Graceful waltzers can count to three, and now stretches of man-made DNA can do it too. Researchers have built a series of genes and put them into bacterial cells, enabling the cells to tally events. The new counters may endow engineered cells with previously impossible functions, the team reports in the May 29 Science.
The engineered counters may be used to monitor toxins in the environment or keep track of the number of times a cell divides. The system can even be programmed to destroy the cell that holds it after a certain number of events.
“This is the first example of a synthetic counter in the field,” says Christina Smolke, a bioengineer at Stanford University and the author of a commentary published in the same issue of Science. Although these new counters are simple, “the first step is building the framework. The next step is, how do we start tailoring these to respond to something relevant? There are a lot of places to take this.”

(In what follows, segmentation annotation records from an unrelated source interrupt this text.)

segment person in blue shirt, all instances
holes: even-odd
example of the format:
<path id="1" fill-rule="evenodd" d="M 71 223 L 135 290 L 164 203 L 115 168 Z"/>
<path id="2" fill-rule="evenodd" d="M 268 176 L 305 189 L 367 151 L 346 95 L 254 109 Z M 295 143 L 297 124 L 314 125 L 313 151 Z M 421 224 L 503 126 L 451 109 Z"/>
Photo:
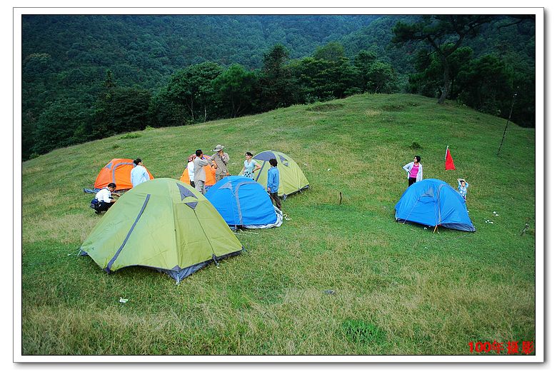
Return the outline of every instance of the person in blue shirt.
<path id="1" fill-rule="evenodd" d="M 278 196 L 278 182 L 280 176 L 278 169 L 276 167 L 276 159 L 271 159 L 269 161 L 271 164 L 269 171 L 267 171 L 267 192 L 271 196 L 271 200 L 274 206 L 282 211 L 281 208 L 281 198 Z"/>
<path id="2" fill-rule="evenodd" d="M 134 160 L 134 164 L 136 166 L 131 169 L 131 173 L 130 173 L 130 180 L 131 181 L 132 187 L 135 187 L 139 184 L 151 180 L 149 174 L 147 173 L 147 169 L 143 166 L 143 161 L 141 159 L 136 159 Z"/>
<path id="3" fill-rule="evenodd" d="M 464 199 L 464 201 L 466 201 L 466 194 L 468 193 L 468 182 L 466 182 L 464 179 L 459 178 L 457 179 L 458 181 L 458 193 L 461 194 L 461 196 Z"/>

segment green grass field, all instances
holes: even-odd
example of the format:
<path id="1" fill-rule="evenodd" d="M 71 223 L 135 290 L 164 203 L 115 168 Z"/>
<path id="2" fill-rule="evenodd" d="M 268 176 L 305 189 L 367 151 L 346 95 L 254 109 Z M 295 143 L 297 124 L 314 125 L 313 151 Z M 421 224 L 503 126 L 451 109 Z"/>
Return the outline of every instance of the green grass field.
<path id="1" fill-rule="evenodd" d="M 535 131 L 511 124 L 498 157 L 505 124 L 418 96 L 360 95 L 26 161 L 22 354 L 471 355 L 469 342 L 535 341 Z M 217 144 L 232 171 L 246 151 L 296 161 L 310 188 L 283 202 L 291 221 L 239 233 L 242 255 L 178 286 L 77 256 L 100 219 L 83 188 L 111 159 L 178 179 L 190 154 Z M 394 221 L 416 154 L 424 179 L 469 181 L 476 233 Z"/>

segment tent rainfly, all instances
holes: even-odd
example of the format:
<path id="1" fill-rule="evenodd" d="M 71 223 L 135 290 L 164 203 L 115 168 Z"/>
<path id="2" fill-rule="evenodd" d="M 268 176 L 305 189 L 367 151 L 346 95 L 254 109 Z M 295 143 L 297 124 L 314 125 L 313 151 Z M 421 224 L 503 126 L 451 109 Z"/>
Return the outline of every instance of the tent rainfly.
<path id="1" fill-rule="evenodd" d="M 169 178 L 124 193 L 81 247 L 104 271 L 129 266 L 165 272 L 176 283 L 244 247 L 212 204 L 189 185 Z"/>

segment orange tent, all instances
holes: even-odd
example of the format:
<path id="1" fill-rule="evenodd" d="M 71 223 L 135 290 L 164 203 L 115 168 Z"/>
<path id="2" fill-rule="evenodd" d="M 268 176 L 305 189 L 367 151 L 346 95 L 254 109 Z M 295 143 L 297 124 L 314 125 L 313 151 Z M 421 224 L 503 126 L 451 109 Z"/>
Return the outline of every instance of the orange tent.
<path id="1" fill-rule="evenodd" d="M 130 159 L 112 159 L 103 169 L 95 181 L 95 188 L 104 188 L 111 182 L 116 184 L 116 190 L 131 188 L 131 172 L 134 169 L 134 160 Z M 147 171 L 151 179 L 153 176 Z"/>
<path id="2" fill-rule="evenodd" d="M 210 156 L 207 156 L 206 154 L 204 154 L 203 156 L 207 159 L 209 157 L 211 157 Z M 206 177 L 205 187 L 213 186 L 214 184 L 215 184 L 215 182 L 216 182 L 216 178 L 215 174 L 215 172 L 216 171 L 216 169 L 212 167 L 211 165 L 207 165 L 206 166 L 204 166 L 204 169 L 205 169 L 205 177 Z M 180 177 L 180 181 L 189 184 L 189 173 L 188 173 L 187 166 L 186 166 L 186 169 L 184 169 L 184 172 L 182 173 L 182 176 Z"/>

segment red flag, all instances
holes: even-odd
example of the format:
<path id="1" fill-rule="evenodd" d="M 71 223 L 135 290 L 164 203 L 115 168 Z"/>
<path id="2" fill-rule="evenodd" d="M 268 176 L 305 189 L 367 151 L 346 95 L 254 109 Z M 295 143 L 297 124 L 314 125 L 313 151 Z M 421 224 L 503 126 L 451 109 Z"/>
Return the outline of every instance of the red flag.
<path id="1" fill-rule="evenodd" d="M 453 156 L 451 156 L 451 151 L 448 149 L 448 146 L 447 146 L 447 151 L 445 153 L 445 170 L 456 170 L 454 168 Z"/>

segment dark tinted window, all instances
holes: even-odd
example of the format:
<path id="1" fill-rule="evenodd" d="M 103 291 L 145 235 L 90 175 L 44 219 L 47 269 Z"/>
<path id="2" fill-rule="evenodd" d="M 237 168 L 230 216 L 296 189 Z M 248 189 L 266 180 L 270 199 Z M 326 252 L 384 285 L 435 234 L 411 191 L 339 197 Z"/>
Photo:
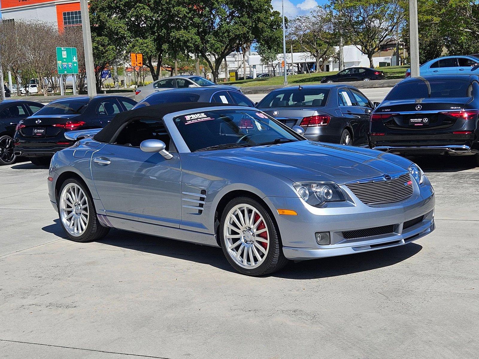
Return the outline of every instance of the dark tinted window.
<path id="1" fill-rule="evenodd" d="M 258 104 L 267 107 L 319 107 L 326 104 L 329 89 L 287 89 L 270 92 Z"/>
<path id="2" fill-rule="evenodd" d="M 42 107 L 35 115 L 74 115 L 81 113 L 88 105 L 84 100 L 71 100 L 52 102 Z"/>
<path id="3" fill-rule="evenodd" d="M 387 100 L 409 99 L 470 97 L 472 85 L 461 80 L 412 81 L 399 84 L 386 97 Z"/>

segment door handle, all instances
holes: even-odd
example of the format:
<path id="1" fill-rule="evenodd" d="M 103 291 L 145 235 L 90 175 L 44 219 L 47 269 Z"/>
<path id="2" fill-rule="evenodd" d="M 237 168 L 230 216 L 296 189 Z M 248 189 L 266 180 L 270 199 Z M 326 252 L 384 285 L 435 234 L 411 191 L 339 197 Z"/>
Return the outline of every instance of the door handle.
<path id="1" fill-rule="evenodd" d="M 111 161 L 106 157 L 96 157 L 93 158 L 93 161 L 103 166 L 107 166 L 112 163 Z"/>

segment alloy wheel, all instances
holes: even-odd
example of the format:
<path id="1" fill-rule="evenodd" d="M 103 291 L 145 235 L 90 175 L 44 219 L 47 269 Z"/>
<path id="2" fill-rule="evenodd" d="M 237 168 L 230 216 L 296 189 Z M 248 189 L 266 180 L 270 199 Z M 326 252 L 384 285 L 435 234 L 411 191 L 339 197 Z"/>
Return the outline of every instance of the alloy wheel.
<path id="1" fill-rule="evenodd" d="M 239 204 L 230 210 L 226 218 L 223 238 L 230 257 L 243 268 L 259 266 L 269 250 L 269 232 L 264 219 L 249 204 Z"/>
<path id="2" fill-rule="evenodd" d="M 88 199 L 75 183 L 63 188 L 60 195 L 60 216 L 68 234 L 79 237 L 85 233 L 88 225 L 90 212 Z"/>

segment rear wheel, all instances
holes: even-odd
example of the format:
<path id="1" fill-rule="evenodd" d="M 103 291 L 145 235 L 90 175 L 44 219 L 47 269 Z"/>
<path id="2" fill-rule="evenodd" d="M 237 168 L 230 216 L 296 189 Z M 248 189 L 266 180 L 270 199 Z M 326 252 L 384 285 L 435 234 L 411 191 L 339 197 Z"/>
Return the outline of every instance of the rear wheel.
<path id="1" fill-rule="evenodd" d="M 0 136 L 0 166 L 11 165 L 17 157 L 13 155 L 13 140 L 8 135 Z"/>
<path id="2" fill-rule="evenodd" d="M 51 157 L 31 157 L 29 158 L 35 166 L 49 166 Z"/>
<path id="3" fill-rule="evenodd" d="M 218 233 L 225 256 L 240 273 L 269 274 L 287 263 L 276 224 L 264 208 L 251 198 L 239 197 L 228 204 Z"/>
<path id="4" fill-rule="evenodd" d="M 61 226 L 72 241 L 98 240 L 110 230 L 100 224 L 90 192 L 75 179 L 68 179 L 62 185 L 58 208 Z"/>

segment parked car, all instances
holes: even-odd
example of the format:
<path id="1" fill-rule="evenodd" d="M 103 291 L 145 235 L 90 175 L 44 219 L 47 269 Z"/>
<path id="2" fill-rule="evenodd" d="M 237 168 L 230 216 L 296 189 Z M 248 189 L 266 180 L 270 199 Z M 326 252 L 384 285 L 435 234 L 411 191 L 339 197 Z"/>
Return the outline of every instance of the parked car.
<path id="1" fill-rule="evenodd" d="M 190 102 L 229 103 L 254 107 L 253 102 L 241 92 L 210 86 L 191 89 L 172 89 L 154 92 L 140 101 L 133 108 L 161 103 Z"/>
<path id="2" fill-rule="evenodd" d="M 312 141 L 367 146 L 373 104 L 359 90 L 345 85 L 285 87 L 256 105 L 289 127 L 299 126 Z"/>
<path id="3" fill-rule="evenodd" d="M 370 81 L 384 79 L 384 73 L 368 67 L 349 67 L 340 71 L 336 75 L 325 76 L 321 80 L 322 83 L 343 82 L 346 81 Z"/>
<path id="4" fill-rule="evenodd" d="M 241 89 L 239 87 L 229 85 L 217 85 L 201 76 L 194 75 L 172 76 L 157 80 L 154 82 L 143 87 L 138 87 L 135 91 L 135 99 L 137 101 L 139 101 L 154 92 L 158 92 L 171 89 L 188 89 L 209 86 L 221 87 L 225 90 L 241 91 Z"/>
<path id="5" fill-rule="evenodd" d="M 244 107 L 188 102 L 120 114 L 55 154 L 48 180 L 72 240 L 115 228 L 220 247 L 249 275 L 288 259 L 400 246 L 434 228 L 434 191 L 411 161 L 310 142 Z"/>
<path id="6" fill-rule="evenodd" d="M 445 75 L 396 85 L 371 116 L 372 148 L 473 155 L 479 166 L 479 77 Z"/>
<path id="7" fill-rule="evenodd" d="M 444 56 L 426 62 L 419 67 L 421 76 L 433 75 L 479 75 L 479 58 L 475 56 Z M 406 77 L 411 69 L 406 70 Z"/>
<path id="8" fill-rule="evenodd" d="M 0 101 L 0 166 L 11 165 L 16 160 L 13 153 L 13 136 L 17 124 L 43 106 L 32 101 Z"/>
<path id="9" fill-rule="evenodd" d="M 136 101 L 123 96 L 69 97 L 53 101 L 34 115 L 20 121 L 14 136 L 14 154 L 44 166 L 56 152 L 71 146 L 65 132 L 104 127 L 115 115 Z"/>

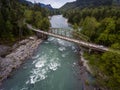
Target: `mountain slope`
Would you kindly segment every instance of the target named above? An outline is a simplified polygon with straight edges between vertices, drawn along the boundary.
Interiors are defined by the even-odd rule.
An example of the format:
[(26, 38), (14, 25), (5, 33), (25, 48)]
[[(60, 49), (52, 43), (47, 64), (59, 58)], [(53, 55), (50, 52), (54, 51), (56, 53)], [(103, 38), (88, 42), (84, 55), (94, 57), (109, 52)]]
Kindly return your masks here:
[[(34, 3), (27, 1), (27, 0), (19, 0), (19, 2), (26, 4), (26, 5), (29, 5), (29, 6), (34, 5)], [(47, 8), (49, 10), (53, 10), (53, 7), (50, 4), (43, 4), (43, 3), (36, 3), (36, 4), (38, 4), (42, 8)]]
[(66, 3), (60, 10), (109, 5), (120, 5), (120, 0), (76, 0), (74, 2)]

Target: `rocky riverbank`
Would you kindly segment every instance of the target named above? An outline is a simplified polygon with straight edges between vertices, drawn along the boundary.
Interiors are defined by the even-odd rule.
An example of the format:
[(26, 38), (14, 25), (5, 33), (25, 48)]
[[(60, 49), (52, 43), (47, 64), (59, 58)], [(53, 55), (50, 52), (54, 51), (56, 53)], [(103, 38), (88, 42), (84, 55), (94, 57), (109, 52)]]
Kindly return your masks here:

The new research adds a tool to the burgeoning field of synthetic biology, in which scientists engineer biological systems such as DNA to create new capabilities. DNA molecules are designed to direct certain activities in a cell, and so can respond to specific signals and start and terminate protein production. Since the field emerged in the late 1970s, scientists have been creating artificial cellular “parts” that could be used to modify a living organism or even build a synthetic simple one from scratch. Assembling the right parts in the right order could, for example, allow engineered bacteria to produce biofuels or eat toxins in polluted areas in the environment.
A strong motivator for developing a system that can count, says study coauthor James Collins, was worry over the presence of genetically modified organisms in the environment.

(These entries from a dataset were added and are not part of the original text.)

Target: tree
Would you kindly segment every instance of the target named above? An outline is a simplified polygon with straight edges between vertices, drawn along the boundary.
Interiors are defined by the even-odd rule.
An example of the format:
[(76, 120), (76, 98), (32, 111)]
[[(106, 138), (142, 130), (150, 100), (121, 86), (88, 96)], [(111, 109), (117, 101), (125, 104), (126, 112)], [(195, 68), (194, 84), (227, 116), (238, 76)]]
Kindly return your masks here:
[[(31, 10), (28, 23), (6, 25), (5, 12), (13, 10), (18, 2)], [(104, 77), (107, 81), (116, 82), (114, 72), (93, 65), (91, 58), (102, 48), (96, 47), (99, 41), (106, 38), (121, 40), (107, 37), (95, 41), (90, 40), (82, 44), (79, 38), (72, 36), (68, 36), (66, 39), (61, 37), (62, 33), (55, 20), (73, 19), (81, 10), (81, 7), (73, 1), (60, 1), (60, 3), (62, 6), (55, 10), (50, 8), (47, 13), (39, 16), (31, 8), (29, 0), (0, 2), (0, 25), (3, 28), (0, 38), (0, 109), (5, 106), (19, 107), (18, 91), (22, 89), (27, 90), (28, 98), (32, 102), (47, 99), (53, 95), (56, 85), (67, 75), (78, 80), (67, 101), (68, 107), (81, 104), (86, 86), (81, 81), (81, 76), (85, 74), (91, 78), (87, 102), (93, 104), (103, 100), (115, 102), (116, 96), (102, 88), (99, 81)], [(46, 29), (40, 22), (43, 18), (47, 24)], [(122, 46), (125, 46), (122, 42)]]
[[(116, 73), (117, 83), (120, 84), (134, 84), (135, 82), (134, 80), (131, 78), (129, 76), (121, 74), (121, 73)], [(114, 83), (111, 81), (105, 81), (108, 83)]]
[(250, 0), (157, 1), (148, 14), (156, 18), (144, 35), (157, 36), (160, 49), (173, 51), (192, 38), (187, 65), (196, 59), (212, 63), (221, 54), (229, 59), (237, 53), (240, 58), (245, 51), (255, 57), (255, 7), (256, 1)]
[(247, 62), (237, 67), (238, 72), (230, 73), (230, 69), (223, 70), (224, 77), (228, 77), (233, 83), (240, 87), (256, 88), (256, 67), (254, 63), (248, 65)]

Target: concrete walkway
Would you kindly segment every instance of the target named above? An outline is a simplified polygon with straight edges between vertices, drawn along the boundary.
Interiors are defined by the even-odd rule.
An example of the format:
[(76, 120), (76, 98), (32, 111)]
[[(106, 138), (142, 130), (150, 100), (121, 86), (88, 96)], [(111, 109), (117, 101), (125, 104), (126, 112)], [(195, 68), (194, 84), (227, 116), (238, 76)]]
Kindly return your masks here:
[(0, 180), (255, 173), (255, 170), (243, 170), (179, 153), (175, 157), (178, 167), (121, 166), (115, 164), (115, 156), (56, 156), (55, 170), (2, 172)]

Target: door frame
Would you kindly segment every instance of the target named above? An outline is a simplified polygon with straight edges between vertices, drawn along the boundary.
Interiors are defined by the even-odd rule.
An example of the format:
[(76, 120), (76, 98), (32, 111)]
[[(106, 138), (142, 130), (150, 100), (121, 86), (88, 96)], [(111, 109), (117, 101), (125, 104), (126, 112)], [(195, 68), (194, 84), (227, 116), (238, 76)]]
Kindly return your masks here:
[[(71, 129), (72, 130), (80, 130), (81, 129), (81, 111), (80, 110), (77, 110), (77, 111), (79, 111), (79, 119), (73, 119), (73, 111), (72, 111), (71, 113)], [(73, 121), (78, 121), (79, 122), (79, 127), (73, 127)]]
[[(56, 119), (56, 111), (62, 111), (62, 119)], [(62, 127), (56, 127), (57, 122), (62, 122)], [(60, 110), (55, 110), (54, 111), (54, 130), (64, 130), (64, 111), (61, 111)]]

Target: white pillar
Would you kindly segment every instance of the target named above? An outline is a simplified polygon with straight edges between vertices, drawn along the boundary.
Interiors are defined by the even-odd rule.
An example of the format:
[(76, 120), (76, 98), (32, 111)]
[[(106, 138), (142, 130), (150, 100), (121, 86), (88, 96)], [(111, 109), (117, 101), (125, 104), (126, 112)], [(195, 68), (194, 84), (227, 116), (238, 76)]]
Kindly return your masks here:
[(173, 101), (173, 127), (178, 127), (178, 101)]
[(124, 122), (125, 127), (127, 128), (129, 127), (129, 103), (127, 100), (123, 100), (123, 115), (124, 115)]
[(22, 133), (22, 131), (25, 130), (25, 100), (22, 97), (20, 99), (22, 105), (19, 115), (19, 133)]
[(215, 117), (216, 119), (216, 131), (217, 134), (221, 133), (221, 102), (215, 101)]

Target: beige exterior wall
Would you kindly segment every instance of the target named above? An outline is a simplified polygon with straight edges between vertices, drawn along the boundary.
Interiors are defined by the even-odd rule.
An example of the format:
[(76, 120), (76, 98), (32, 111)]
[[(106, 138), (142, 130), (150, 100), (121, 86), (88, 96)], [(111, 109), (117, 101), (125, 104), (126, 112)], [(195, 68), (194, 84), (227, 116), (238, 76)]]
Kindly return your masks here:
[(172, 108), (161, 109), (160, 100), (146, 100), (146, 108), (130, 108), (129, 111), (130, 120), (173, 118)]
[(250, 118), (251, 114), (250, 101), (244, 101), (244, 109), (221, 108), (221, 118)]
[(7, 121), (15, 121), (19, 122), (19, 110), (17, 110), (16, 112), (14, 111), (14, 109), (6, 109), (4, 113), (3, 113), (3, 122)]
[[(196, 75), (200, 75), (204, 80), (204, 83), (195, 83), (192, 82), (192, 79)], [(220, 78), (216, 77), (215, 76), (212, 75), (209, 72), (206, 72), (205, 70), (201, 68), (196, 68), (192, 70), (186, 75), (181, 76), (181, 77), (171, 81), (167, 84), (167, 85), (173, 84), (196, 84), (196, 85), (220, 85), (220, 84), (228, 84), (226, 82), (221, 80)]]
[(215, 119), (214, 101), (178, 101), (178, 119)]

“This came from growing concern that programmed cells could pose a danger to the environment or human bodies. You’d be worried about how long these things were going to stick around,” says Collins, of Boston University. Organisms endowed with counting abilities could be programmed to commit suicide after a certain number of cell divisions or day-and-night cycles, he says. This built-in kill switch may offer a greater level of control over the spread of introduced genes into wild organisms.
These counters rely on the novel assembly of simpler genetic tools. Collins and his team created “multiple numbers of switches cascaded behind one another to create more complex circuits,” says Kaustubh Bhalerao, a biological engineer at the University of Illinois at Urbana-Champaign.
Collins and his colleagues built two systems that count in different ways but are both based on the same basic idea. “Each of the counters is what you call daisy chain cascades: You have to do the first event before you do the next event,” Collins says. This is what endows the systems with the counting ability.
One of the team’s systems counts by starting and stopping the production of certain proteins. In the experiments, the first bit of a strip of modified DNA acts as a detector. When it detects a pulse of the sugar arabinose, it responds by triggering the production of a specific protein. When the DNA detects a second pulse of the sugar, the first protein helps produce a second protein. After a final pulse of the sugar, the second protein helps make green fluorescent protein as an output. When the cells glow green under ultraviolet light, the researchers know that the cells have counted exactly three pulses of sugar. The team could easily make the counting region of the modified DNA longer, allowing for higher counting.
The second counting system relies on enzymes that chop out and invert specific pieces of DNA. When the DNA strip detects the first signal, it causes one of these enzymes to be made. The enzyme then chops its own DNA sequence out of the modified strand of DNA, flips it and reinserts it backward, rendering it unreadable and useless. A second signal leads to the production of another enzyme, which chops another bit of DNA further along on the strand. At the end of the process, an output protein is produced.
The second system can be programmed to respond to different signals at each step of the process. By putting outputs between counts, researchers could track exactly when each step in a series happens.
The first system is better for counting relatively quick events, those that happen every 30 minutes or so. The second system is more useful for counting longer events that unfold over days, because the enzymes need more time to do their cutting and flipping.
Tinkering with the detector and the output, and leaving the basic process intact, may make for innumerable functions, Bhalerao says. Already, some bacteria have DNA that respond to light, arsenic, temperature, nutrients and some metals. In the new counting system, swapping out the signal, such as sugar, to be detected is trivial, says Bhalerao. “It’s like switching brands of mouse on your computer” but leaving the processor alone.
At the other end of the process, the proteins produced after counting can accomplish a wide variety of functions, Collins says. Proteins could “explode the cell, make the cell long, short, fat.” Researchers could even tailor the artificial network to produce different signals — like fluorescent proteins — at different counts. Cells could glow yellow after the first event, red after the second, green after the third and so on. This would allow researchers to monitor every step of complex processes, such as the development and growth of a cell.
The mix-and-match capabilities offer many possibilities, Bhalerao says, but “there is still a long way to go. These things don’t work all the time, and that’s because you’re making the cells do things they don’t want to do.”